別世界から人間を連れてくること自体は珍しくない。別世界の人間は時に素晴らしい知識や優秀な能力を持っていたりするので、人材としても夫としても重宝されることが多いためだ。今や様々な種が別世界に転移して夫探しの出張をしている。
その異世界に連れてこられた男性は大概、『ここはどこだ!?』とか『魔物だと!?』とか『うっはwwwありえねぇwww』とか言うリアクションをするものだ。
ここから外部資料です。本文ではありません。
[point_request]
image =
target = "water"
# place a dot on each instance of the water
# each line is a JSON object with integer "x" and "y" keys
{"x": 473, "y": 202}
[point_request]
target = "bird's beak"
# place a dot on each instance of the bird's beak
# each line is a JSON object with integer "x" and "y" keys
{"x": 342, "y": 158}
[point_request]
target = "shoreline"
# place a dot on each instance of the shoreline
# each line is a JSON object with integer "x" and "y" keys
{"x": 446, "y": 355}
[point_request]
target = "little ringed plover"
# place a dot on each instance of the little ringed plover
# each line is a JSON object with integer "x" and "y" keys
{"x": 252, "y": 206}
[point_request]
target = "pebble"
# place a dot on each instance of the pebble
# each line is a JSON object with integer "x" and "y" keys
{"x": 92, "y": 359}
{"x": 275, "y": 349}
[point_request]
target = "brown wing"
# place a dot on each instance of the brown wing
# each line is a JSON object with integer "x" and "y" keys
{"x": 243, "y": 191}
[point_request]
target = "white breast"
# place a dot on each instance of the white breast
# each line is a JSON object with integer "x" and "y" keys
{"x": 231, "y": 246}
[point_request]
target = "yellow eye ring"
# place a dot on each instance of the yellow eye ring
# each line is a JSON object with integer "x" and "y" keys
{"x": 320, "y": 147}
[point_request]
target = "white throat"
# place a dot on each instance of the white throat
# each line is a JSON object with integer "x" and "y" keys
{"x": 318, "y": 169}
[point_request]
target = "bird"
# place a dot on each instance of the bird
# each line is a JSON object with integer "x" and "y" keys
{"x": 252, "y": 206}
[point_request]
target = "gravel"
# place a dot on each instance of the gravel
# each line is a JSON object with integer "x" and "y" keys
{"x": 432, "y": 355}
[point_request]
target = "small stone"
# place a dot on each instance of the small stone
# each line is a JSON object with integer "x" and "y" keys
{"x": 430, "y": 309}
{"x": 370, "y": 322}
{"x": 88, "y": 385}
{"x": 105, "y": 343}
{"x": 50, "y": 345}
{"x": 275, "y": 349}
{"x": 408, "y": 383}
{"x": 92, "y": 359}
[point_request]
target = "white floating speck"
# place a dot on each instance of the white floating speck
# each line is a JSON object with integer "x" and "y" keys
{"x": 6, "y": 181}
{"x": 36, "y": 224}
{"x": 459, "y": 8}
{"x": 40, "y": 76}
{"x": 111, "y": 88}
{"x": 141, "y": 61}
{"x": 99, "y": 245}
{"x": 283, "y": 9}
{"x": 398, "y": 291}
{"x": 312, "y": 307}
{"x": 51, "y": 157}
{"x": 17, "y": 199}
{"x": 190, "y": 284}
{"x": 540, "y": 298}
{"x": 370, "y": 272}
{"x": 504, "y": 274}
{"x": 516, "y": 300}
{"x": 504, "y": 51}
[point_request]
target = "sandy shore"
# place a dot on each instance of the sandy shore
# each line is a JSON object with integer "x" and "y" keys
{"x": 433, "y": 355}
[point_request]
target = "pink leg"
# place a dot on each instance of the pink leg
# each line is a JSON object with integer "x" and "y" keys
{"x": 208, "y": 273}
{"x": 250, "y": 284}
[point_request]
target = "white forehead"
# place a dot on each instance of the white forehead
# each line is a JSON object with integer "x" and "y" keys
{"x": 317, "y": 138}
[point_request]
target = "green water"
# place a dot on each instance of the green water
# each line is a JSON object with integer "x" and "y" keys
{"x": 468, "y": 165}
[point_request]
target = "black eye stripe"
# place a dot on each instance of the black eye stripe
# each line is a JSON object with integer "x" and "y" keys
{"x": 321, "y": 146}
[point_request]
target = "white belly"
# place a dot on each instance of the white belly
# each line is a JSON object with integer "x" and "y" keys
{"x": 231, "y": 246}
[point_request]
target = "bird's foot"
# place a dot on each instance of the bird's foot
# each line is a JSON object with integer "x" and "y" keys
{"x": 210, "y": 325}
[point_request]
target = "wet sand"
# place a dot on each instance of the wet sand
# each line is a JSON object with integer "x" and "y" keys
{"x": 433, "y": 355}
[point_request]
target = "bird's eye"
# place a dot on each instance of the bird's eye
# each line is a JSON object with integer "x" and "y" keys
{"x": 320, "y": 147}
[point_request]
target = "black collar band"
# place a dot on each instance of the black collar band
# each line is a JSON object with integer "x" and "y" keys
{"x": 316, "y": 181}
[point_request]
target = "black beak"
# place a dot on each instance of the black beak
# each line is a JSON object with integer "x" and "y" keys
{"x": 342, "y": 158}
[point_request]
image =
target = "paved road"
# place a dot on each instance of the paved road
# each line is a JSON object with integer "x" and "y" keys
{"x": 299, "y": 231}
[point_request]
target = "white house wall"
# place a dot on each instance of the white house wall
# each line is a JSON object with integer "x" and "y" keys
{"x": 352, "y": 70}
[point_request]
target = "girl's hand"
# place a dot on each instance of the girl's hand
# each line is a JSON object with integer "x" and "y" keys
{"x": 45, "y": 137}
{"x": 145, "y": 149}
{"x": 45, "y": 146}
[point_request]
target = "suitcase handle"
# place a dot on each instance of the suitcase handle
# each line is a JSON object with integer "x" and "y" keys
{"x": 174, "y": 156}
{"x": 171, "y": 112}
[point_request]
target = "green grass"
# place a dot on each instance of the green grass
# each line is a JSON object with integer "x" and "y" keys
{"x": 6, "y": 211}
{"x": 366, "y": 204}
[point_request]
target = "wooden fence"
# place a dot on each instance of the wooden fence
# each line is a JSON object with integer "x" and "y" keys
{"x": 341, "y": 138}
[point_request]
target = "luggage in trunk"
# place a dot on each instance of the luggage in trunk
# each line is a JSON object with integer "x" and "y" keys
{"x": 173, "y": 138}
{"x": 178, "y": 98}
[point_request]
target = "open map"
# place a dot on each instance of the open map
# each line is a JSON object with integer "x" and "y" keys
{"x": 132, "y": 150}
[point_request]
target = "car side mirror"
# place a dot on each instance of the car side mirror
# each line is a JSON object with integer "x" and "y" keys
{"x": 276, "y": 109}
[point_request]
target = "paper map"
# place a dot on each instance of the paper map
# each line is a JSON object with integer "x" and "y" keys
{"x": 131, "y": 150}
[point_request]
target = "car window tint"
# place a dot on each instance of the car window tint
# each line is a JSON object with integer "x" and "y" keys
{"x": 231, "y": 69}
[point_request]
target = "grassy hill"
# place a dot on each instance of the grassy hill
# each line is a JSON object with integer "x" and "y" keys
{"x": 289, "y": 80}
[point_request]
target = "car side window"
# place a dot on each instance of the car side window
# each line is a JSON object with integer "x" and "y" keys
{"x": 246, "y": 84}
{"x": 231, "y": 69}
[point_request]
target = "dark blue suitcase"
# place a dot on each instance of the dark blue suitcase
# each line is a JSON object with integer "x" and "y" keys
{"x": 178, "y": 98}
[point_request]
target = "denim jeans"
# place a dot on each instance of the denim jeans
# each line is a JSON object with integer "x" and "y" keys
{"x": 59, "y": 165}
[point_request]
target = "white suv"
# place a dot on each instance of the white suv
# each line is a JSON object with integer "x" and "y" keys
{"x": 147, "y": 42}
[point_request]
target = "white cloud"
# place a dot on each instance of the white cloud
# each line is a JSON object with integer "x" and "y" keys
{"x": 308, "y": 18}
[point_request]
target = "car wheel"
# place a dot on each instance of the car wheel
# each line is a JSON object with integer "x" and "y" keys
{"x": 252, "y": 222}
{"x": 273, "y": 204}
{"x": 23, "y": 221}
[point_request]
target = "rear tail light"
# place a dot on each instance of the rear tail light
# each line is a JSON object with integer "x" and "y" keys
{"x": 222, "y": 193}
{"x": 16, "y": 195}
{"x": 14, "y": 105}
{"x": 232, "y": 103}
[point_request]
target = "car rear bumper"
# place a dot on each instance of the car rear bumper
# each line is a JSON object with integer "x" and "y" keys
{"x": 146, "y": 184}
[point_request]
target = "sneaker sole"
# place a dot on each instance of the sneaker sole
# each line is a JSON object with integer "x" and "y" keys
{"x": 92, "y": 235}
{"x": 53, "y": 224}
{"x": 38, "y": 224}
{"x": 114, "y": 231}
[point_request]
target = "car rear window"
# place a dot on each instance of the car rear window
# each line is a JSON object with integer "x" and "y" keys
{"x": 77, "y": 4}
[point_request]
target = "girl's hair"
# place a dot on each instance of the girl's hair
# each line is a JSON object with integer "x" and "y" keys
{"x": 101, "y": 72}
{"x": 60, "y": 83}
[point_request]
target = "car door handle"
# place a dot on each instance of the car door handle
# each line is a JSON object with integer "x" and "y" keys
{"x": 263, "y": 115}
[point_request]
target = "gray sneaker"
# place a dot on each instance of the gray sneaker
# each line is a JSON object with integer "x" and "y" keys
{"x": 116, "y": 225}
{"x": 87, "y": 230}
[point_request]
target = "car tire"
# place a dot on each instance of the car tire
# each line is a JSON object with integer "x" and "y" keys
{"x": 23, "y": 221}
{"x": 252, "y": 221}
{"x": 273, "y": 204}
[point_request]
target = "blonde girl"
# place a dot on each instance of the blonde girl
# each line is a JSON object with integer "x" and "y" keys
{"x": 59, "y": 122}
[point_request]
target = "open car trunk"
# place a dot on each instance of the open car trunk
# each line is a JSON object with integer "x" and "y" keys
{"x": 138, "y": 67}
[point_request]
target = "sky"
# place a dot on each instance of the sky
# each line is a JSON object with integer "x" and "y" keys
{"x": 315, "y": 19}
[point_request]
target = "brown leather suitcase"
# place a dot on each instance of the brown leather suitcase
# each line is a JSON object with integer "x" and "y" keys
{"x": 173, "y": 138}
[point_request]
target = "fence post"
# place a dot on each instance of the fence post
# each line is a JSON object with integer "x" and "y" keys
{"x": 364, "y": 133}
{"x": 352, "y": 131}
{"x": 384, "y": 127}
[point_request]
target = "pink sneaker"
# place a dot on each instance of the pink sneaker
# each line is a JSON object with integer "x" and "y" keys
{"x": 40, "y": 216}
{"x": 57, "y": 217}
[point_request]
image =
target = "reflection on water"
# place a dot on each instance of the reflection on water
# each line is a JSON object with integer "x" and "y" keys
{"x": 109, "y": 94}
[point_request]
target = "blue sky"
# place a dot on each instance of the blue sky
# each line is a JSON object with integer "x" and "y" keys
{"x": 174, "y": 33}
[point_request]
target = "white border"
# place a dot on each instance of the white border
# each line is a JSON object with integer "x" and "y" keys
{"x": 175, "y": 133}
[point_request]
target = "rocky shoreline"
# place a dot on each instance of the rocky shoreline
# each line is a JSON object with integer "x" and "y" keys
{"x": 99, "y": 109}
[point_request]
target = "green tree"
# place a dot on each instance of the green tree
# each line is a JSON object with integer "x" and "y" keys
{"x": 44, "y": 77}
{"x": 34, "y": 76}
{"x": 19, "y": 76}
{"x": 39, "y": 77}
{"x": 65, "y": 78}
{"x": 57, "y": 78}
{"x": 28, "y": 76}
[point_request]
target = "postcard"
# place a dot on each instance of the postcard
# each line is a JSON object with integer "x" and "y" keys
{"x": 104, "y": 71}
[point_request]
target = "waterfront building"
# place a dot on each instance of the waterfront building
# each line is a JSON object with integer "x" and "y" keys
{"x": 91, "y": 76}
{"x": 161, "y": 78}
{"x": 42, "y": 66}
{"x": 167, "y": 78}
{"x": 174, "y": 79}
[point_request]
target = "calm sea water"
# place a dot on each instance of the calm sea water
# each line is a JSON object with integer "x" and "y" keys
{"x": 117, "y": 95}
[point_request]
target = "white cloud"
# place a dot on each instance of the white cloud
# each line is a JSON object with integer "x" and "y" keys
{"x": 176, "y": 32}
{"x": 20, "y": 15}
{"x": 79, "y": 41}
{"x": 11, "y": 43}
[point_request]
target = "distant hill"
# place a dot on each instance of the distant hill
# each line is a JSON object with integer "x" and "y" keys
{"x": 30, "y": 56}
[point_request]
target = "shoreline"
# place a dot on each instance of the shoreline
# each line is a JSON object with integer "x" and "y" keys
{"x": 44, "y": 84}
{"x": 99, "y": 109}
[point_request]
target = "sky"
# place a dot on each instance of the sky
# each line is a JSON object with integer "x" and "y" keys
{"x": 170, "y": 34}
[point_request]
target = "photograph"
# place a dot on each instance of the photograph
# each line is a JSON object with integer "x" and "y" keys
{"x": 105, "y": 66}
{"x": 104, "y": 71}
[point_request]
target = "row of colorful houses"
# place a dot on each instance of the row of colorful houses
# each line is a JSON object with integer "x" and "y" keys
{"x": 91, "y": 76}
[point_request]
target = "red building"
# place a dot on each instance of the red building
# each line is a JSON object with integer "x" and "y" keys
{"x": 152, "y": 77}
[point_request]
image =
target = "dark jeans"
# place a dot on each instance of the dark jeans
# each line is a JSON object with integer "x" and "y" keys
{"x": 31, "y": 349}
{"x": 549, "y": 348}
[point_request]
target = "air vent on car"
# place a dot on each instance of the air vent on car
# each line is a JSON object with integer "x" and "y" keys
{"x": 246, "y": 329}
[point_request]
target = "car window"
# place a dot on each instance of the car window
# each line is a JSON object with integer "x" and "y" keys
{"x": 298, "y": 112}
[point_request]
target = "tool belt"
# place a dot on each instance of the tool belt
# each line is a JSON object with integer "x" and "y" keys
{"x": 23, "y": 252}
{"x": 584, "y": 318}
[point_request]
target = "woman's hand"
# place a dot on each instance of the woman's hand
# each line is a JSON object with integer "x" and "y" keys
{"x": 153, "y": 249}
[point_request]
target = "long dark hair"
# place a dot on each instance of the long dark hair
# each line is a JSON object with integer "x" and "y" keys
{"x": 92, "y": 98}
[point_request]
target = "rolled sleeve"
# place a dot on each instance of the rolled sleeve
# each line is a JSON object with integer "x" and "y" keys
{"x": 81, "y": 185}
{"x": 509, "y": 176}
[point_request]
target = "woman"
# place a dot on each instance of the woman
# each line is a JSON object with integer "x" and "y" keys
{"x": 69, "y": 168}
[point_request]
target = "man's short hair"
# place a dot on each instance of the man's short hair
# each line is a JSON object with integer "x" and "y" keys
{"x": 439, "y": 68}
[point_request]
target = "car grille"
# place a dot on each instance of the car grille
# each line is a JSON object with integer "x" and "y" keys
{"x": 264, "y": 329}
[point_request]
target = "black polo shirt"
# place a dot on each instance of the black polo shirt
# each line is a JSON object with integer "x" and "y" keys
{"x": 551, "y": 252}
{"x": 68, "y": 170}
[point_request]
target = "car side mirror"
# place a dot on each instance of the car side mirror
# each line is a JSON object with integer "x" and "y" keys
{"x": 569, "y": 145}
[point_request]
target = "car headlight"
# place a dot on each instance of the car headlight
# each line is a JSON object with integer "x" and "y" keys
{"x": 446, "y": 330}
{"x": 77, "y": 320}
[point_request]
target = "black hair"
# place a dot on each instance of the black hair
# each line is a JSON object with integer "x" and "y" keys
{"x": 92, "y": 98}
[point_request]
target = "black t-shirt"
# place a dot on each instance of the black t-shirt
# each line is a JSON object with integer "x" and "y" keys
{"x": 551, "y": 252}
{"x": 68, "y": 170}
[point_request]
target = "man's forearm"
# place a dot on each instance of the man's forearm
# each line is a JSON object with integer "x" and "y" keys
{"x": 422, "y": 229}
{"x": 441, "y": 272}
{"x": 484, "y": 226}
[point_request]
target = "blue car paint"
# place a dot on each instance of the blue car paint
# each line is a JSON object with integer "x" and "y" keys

それがいきなり『ここが新しい部署ですか?』とかいうなんかもうよくわかんない発言をされたら混乱もする。
(ちょ、ちょ、サリア、サリア)
(はい、パルン様)
(なんなん、あいつ?なんなん??)
(あぁいう人なんです。全部仕事に結びつける人なんです。可哀想な人なんです)
(いやいやいや、余計お前が連れてきた理由がわからんのだけど???)
ひそひそとパルンと魔女のサリアが話すと、ファミリアのマーリィがニコニコ笑いながら話しかけた。
「おにーさん、おにーさん」
「・・・はい?」
「おにーさん『ホンブニカ』ってとこから来たの?なにしてるところ?」
「・・・特に、面白いことはなにも」
「ふーん・・・どれくらいしてるの?」
「・・・どれくらい?・・・連勤数ですか?そろそろ20でしょうか」
『ピシッ』
瞬間、場の空気が凍った。
「・・・あ、すいません。年数ですか?今年で6年目に」
「お、おにーさん待って、待って?おにーさんのとこって、あれ、ほら、『ニチヨウビ』とかあるんでしょ?その日は休んでの、20・・・だよね?」
「いえ、上司からの依頼で二週間休日出勤ですが」
「待って待って待って、マーリィの理解追いつかない。なんでそんなけろっとしてるの???」
「けろっと?・・・あぁ、久しぶりにベットで寝たからでしょうか?」
「うっ・・・」
『なんで平然と答えるの?』を聞いたつもりなのに『なんで元気なの?』と捉えられた上に重いヘビーブローを食らって、マーリィは顔を覆って膝をついてしまった。パルンが視線をそらせば、サリアが『あぁ・・・』と言わんばかりの香ばしい顔をしている。
「・・・あの〜じゃの?」
「・・・はい?」
「ひとつ聞くが、食事はちゃんととっておったんじゃよな?」
「・・・えぇ、それはもちろん」
「じゃ、じゃよな〜!いやちょっと不安に思っただけじゃ。ちなみに昨日はなにを食べたんじゃ?」
「朝にカ○リーメイト、夜にカップラーメンを」
『ガッターーーン!!!』
瞬間、パルンは勢いよく椅子から崩れ落ち、うつ伏せになって『あたしの知ってるごはんと違う・・・』と呟いた。マーリィがハッとして見ると、サリアが『聞かなきゃよかったのに』と言いたげな顔をして死んだ目になっていた。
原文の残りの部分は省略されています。